« La « maladie » de la consommation d'alcool »
(Baonghean) – Dans le journal Nghe An du 12 avril 2013, l'article « Quand le fonctionnaire est ivre », signé Kinh Can, relate l'histoire d'un président de district de la périphérie de Vinh qui, après avoir beaucoup bu de midi jusqu'en fin d'après-midi, était incapable de travailler ou de recevoir des invités. L'après-midi, après deux ou trois appels d'un journaliste, il finit par ouvrir, lui indiquant qu'il devait se rendre sur place car, encore sous l'effet de l'alcool, il ne pouvait rien dire.
Les articles relatant des licenciements pour ivresse ne sont pas nouveaux, mais le plus récent et le plus révélateur est un article du journal du parti concernant un président de district qui s'est enivré. Il est inutile de rappeler les nombreuses directives du Comité central du Parti et du Premier ministre interdisant aux fonctionnaires de consommer de l'alcool pendant leurs heures de travail ; celles-ci ont été largement diffusées. Il est nécessaire de comprendre la cause profonde de ce problème d'alcoolisme pour trouver une solution efficace. Chez les fonctionnaires, notamment ceux occupant des postes à responsabilité et les chefs de service, la principale raison n'est ni l'alcoolisme ni une incapacité à boire excessivement, mais plutôt une étrange habitude de se pousser mutuellement à s'enivrer. Ils pensent que boire ensemble jusqu'à l'ivresse est la seule façon de vivre et de travailler véritablement ensemble, et que refuser un toast, quel qu'en soit le motif, est perçu comme un manque de sincérité et de respect. C'est de là que provient la forte pression sociale qui pousse à se forcer à boire.

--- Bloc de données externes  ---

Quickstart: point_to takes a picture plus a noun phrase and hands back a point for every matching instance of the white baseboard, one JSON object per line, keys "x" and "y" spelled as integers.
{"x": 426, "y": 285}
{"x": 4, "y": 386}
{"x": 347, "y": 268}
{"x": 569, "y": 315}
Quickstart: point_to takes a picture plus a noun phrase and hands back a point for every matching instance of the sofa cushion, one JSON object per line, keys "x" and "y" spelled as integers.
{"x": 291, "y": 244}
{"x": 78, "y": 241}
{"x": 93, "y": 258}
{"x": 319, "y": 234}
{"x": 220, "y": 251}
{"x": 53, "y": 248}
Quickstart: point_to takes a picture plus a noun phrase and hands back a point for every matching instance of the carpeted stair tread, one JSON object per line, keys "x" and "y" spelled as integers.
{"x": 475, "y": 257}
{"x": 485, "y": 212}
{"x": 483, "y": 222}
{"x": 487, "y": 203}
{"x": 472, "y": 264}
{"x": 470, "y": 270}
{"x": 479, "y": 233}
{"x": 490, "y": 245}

J'ignore d'où vient cette culture hybride, mais il est impossible de boire tranquillement à sa table ; on se lève et on se déplace, changeant de table des dizaines de fois après les réunions ou les fêtes. Même les jeunes fonctionnaires trouvent une table pour leurs supérieurs, la main gauche sur le cœur et un verre à la main droite, portant un toast à chacun d'eux par pure courtoisie. La consommation d'alcool est strictement encadrée, et après avoir bu, il faut encore se serrer la main pour conclure. Déjà réticents à l'alcool, ils redoutent désormais cette poignée de main jugée peu hygiénique.
Dans un district rizicole, le chef du district avait un jour offert de l'alcool à tous les convives, à chaque table, même aux femmes, les choquant, et même aux prêtres. Tous le respectaient et le craignaient, n'osant refuser car il disait : « Si vous avez peur d'un verre de vin, comment pouvez-vous gouverner ? Si vous refusez un verre de vin qu'on vous offre, votre cœur est-il sincère ? » On raconte même qu'un enseignant fut enivré à l'heure du déjeuner, et que l'école dut le retenir temporairement dans le débarras cet après-midi-là pour que la réunion du conseil ne soit pas perturbée.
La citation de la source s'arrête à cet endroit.